Frisch, who sits on the advisory subcommittee and who made the motion for the group to endorse the two-lane redesign, said that like Stover, Hashagan and many local business owners, she would love to see retail shops in Old Town Chinatown’s entertainment district “open during the day and not just at night.”
Frisch said she believes the number and nature of traffic lanes on a street has “zero impact” either way on whether people are more likely to shop or spend time in the area. But she said the PBA supports the plan because its members in the area do.
Helen Ying, chair of the community association, said she thinks walkable street design is one of various factors involved in retail health.
“I think by promoting safety and transportation, what we’re doing with 3rd Avenue is going to help with bringing foot traffic and bringing more people into the area, and that’s part of the revitalization plan,” said Ying.
Adequate on-street auto parking is also an important ingredient, Ying said, especially if the area wants to do without surface parking lots.

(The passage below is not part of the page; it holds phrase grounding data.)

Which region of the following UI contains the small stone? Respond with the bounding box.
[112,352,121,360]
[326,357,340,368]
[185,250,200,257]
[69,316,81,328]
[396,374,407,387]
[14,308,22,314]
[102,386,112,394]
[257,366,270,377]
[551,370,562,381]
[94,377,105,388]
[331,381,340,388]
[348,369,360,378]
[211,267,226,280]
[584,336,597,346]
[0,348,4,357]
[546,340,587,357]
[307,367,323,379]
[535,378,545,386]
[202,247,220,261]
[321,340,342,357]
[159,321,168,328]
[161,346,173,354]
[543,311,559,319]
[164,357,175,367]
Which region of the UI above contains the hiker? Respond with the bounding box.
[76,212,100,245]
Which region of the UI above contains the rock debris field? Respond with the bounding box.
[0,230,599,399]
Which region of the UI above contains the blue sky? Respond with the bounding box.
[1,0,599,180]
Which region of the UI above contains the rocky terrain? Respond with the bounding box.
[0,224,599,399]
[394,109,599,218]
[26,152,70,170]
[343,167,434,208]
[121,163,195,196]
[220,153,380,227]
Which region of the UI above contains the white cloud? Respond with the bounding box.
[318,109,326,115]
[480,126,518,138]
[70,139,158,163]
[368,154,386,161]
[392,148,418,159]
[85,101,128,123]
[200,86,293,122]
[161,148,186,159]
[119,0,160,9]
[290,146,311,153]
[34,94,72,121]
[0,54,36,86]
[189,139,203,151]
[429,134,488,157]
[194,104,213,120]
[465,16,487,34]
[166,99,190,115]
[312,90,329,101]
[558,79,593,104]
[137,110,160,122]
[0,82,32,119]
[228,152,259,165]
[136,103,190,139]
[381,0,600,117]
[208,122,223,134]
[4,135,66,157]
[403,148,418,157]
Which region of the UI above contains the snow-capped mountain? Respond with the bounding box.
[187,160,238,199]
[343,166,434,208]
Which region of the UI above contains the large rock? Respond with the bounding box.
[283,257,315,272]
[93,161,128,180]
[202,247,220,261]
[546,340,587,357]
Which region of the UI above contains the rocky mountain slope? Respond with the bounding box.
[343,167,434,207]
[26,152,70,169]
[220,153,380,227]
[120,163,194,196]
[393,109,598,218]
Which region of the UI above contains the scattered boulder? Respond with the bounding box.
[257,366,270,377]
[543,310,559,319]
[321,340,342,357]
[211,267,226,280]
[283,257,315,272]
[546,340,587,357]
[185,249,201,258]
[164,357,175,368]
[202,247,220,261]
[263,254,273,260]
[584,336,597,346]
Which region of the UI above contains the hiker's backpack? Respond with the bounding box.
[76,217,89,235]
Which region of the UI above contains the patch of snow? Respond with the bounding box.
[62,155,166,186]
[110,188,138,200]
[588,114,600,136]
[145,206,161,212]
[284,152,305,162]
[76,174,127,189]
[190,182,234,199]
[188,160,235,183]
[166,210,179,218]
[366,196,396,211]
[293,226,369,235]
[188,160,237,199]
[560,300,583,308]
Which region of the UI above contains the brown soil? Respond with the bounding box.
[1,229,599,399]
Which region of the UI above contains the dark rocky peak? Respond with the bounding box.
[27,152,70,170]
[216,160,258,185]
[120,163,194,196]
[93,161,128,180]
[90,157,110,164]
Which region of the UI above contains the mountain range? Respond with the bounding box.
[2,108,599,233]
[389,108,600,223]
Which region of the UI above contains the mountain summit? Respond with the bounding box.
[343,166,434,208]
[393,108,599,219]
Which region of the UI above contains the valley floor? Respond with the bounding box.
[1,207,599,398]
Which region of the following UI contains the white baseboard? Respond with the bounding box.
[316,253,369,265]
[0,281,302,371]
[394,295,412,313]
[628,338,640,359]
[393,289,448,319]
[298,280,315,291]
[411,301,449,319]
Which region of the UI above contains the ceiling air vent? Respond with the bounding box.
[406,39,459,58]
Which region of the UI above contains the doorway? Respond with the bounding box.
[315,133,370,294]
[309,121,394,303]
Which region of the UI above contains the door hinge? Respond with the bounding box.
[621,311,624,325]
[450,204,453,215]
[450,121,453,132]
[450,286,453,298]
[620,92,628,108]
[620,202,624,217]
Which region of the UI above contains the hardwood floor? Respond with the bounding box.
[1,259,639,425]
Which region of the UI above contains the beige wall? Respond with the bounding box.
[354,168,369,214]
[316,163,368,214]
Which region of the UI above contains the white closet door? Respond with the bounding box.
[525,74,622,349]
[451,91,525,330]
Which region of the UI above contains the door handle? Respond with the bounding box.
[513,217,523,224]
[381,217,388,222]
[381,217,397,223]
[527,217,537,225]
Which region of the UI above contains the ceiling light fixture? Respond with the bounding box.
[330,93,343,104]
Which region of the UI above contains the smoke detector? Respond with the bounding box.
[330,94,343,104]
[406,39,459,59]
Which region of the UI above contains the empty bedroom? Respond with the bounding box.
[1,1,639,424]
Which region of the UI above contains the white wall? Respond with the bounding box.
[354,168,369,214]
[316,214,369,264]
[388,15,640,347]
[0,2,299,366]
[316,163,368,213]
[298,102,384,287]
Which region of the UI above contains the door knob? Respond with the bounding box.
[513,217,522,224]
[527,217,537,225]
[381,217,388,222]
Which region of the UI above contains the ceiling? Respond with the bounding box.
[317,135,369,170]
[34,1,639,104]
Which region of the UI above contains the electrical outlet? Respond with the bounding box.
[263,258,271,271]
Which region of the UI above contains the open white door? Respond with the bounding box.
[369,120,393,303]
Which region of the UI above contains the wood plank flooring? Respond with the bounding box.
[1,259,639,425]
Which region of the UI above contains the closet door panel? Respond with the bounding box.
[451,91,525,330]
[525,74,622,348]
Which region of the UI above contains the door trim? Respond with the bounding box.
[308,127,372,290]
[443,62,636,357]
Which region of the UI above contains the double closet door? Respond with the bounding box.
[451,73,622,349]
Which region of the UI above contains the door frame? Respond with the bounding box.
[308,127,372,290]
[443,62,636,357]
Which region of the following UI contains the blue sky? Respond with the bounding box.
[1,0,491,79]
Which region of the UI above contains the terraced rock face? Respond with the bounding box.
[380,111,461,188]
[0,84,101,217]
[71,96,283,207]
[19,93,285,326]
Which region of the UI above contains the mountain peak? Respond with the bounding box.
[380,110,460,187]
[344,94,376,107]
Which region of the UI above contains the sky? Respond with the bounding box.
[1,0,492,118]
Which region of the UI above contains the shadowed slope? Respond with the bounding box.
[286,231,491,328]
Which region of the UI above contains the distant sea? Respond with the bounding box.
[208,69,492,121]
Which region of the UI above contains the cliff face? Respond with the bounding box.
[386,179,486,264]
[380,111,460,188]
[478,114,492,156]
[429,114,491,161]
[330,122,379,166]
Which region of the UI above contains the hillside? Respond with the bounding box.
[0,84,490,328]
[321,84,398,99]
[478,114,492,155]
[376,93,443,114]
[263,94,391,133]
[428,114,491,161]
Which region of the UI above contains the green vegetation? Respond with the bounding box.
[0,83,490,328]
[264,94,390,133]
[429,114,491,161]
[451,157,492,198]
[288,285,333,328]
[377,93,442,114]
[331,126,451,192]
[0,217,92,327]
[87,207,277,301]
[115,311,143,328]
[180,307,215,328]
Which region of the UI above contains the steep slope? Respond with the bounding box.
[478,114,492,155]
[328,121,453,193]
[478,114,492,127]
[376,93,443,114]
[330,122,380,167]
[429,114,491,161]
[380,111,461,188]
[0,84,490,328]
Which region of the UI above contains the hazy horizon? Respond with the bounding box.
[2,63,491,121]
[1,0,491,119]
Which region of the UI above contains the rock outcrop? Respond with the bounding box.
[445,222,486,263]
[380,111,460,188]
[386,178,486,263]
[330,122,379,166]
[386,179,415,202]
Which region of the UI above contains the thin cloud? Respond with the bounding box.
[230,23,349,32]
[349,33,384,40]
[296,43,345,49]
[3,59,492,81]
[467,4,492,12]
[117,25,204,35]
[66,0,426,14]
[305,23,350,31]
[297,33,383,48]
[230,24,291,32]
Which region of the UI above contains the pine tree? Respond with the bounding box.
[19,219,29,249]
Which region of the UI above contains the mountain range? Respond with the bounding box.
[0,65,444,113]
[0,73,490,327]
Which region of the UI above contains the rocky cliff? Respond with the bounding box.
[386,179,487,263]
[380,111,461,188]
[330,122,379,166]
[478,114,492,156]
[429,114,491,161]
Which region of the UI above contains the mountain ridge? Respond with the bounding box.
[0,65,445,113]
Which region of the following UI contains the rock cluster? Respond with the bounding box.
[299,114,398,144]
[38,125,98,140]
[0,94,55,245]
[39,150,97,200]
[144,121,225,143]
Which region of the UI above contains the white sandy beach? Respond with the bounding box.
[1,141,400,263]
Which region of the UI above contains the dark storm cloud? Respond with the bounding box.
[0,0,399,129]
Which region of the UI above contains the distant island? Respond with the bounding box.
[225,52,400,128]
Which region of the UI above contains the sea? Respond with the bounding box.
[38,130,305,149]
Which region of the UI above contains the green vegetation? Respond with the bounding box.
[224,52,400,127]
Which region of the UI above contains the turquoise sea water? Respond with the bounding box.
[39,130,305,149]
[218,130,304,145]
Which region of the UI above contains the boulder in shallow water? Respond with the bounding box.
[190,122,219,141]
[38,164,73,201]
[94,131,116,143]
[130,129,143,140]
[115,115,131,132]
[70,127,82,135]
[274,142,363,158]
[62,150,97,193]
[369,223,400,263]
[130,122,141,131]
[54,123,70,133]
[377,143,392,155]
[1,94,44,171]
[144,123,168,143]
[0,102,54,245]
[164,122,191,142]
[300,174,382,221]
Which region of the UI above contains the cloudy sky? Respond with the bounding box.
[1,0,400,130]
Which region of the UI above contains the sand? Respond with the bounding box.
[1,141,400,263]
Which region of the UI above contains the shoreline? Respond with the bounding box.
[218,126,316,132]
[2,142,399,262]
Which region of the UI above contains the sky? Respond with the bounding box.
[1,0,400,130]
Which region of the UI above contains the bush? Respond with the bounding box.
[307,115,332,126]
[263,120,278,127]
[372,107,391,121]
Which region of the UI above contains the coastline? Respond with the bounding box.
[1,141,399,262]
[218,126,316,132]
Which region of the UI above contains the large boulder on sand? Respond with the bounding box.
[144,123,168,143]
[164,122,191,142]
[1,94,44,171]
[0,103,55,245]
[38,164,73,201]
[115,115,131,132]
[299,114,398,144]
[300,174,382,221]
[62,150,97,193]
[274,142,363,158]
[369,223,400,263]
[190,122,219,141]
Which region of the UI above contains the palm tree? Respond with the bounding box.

Ying alluded to discussions over the last two years about whether the wide roadway in front of Voodoo Doughnut and Ankeny Alley could eventually evolve into a “Times Square type” area.
“We’re not there yet, but I think this is helping to make steps closer to that,” Ying said. “I think the design with incremental improvements is really the way to go. It’s baby steps.”
(Image: Ankeny Alley Association grant application)
Next week, a proposal to use bollards in the roadbed to pedestrianize some of the plaza at Ankeny and 3rd will go before Portland’s Historic Landmarks Commssion. According to the commission’s agenda, “Phase II (not yet designed) anticipates new paving, new curb lines, lighting, and other permanent site fixtures.”
The city has prepared a possible rendering of the possible 3rd Avenue redesign and presented it to the Old Town Chinatown Community Association, but said it won’t share the image with the broader public until more stakeholders had seen it.
“We don’t want to put anything out there in print that would overcommit or make it seem like things are firmer than they are,” city transportation spokesman Dylan Rivera said Monday. “We’re excited that the community’s excited.”
From here, the city plans to talk with more businesses on SW 3rd before developing the plans further. Stay tuned.
Correction 4:40 pm: An earlier version of this post reported that Hashagen said the proposed bike lane would be colored green. He says that is only one option being considered.